In Haiti, where political instability and natural disasters have hindered development, the IDA PSW supported IFC’s investment in the Caribbean Bottling Company, a leading local beverage and bottled water producer. The project has created around 400 direct and indirect jobs while improving access to safe drinking water in underserved rural communities. Beyond its social impact, this investment is boosting investor confidence and demonstrating the potential for sustainable manufacturing growth in one of the world’s most fragile economies.

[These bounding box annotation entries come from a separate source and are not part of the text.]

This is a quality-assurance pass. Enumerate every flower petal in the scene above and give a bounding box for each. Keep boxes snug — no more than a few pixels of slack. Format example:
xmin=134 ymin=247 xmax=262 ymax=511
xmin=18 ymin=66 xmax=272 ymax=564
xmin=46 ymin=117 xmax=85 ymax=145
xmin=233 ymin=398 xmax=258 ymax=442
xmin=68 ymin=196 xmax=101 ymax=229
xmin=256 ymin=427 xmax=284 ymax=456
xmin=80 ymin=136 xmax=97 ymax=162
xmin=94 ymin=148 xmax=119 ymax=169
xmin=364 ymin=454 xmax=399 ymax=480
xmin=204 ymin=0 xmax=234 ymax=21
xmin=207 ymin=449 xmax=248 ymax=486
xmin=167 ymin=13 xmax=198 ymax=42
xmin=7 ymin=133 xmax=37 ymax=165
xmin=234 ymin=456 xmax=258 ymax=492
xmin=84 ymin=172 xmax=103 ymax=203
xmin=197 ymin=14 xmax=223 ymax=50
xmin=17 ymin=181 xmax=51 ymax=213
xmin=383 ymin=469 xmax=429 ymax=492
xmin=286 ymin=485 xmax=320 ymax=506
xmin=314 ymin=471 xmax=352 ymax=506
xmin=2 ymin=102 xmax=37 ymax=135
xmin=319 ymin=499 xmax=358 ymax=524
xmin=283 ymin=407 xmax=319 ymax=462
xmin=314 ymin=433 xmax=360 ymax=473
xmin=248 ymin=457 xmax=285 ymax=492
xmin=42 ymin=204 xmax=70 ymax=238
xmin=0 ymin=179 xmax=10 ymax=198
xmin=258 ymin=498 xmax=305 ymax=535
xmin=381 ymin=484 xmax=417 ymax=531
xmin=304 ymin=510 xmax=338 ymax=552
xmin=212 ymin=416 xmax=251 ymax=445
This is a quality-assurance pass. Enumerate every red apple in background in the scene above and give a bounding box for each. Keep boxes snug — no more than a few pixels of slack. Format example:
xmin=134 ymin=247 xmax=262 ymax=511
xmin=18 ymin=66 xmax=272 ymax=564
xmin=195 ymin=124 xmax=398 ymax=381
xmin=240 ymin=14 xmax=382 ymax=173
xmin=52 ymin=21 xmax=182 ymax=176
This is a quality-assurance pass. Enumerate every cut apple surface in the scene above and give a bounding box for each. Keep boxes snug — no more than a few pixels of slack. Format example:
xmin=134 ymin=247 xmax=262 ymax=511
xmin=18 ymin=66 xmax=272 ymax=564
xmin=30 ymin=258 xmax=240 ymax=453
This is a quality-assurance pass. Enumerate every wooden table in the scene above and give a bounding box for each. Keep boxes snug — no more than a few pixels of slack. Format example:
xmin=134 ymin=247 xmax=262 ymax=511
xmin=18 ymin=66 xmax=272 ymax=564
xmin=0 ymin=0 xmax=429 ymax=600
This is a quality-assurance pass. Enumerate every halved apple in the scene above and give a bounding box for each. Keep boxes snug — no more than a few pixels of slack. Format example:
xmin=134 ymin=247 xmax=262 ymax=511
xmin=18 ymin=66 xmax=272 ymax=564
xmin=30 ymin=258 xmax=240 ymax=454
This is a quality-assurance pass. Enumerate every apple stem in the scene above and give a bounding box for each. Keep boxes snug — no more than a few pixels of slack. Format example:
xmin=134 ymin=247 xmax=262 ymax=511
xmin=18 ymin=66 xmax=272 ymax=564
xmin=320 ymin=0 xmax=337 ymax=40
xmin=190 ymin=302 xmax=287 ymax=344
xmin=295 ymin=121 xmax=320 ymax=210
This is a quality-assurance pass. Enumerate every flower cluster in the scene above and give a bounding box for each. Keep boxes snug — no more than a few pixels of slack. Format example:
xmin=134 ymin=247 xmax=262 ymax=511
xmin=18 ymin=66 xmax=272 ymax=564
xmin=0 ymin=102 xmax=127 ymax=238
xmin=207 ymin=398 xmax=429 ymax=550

With support from the IDA PSW and AgDevCo, IFC invested in Westfalia Fruto Mozambique in 2020 to boost avocado and litchi production in the remote Barue District. The project developed 100 hectares of orchards, created over 600 jobs—95 percent filled locally—and spurred wider agricultural growth, doubling the number of commercial fruit and vegetable farmers in the area within two years.
In Myanmar, the IDA PSW co-invested in Anthem Asia, one of the few private equity funds targeting smaller-sized, earlier-stage small and medium-sized enterprises. This investment helps fill Myanmar's significant financing gap for such businesses, supporting job creation and economic development.
With $10 million in local currency financing, the IDA PSW is helping extend microloans in Senegal to around 13,000 smallholder farmers through Union des Mutuelles Alliance de Crédit et d'Epargne pour la Production—supporting rural entrepreneurs who often lack formal financial records or credit history and enabling them to grow their businesses and livelihoods.
In Somalia, where over half the population lacks electricity, MIGA provided a guarantee to Kube Energy for a solar hybrid power plant. With support from the IDA PSW, this commercial solar power project will replace existing diesel generation. The initiative is not only improving energy access and reducing greenhouse gas emissions; it is also creating jobs and sustaining livelihoods in one of the world's most challenging environments.
To expand access to finance for green and social initiatives in Tanzania, IDA PSW supported IFC’s investments in sustainability bonds issued by NMB Bank. In addition to increasing financing for small businesses, the investments will support projects in renewable energy, energy efficiency, sustainable water and wastewater management, green buildings, clean transport, and affordable housing. It is expected that at least 3,200 new jobs will be created over four years by projects and businesses funded or co-funded by proceeds from the bonds.
In conflict-affected Yemen, where 80 percent of the population relies on humanitarian aid, the IDA PSW helped IFC mobilize $75 million in financing for local food producer Hayel Saeed Anam (HSA) Group—providing vital working capital to keep operations running and food supplies stable amid economic collapse. The investment safeguarded over 5,000 jobs and is expected to support more than 61,000 additional jobs across the supply chain.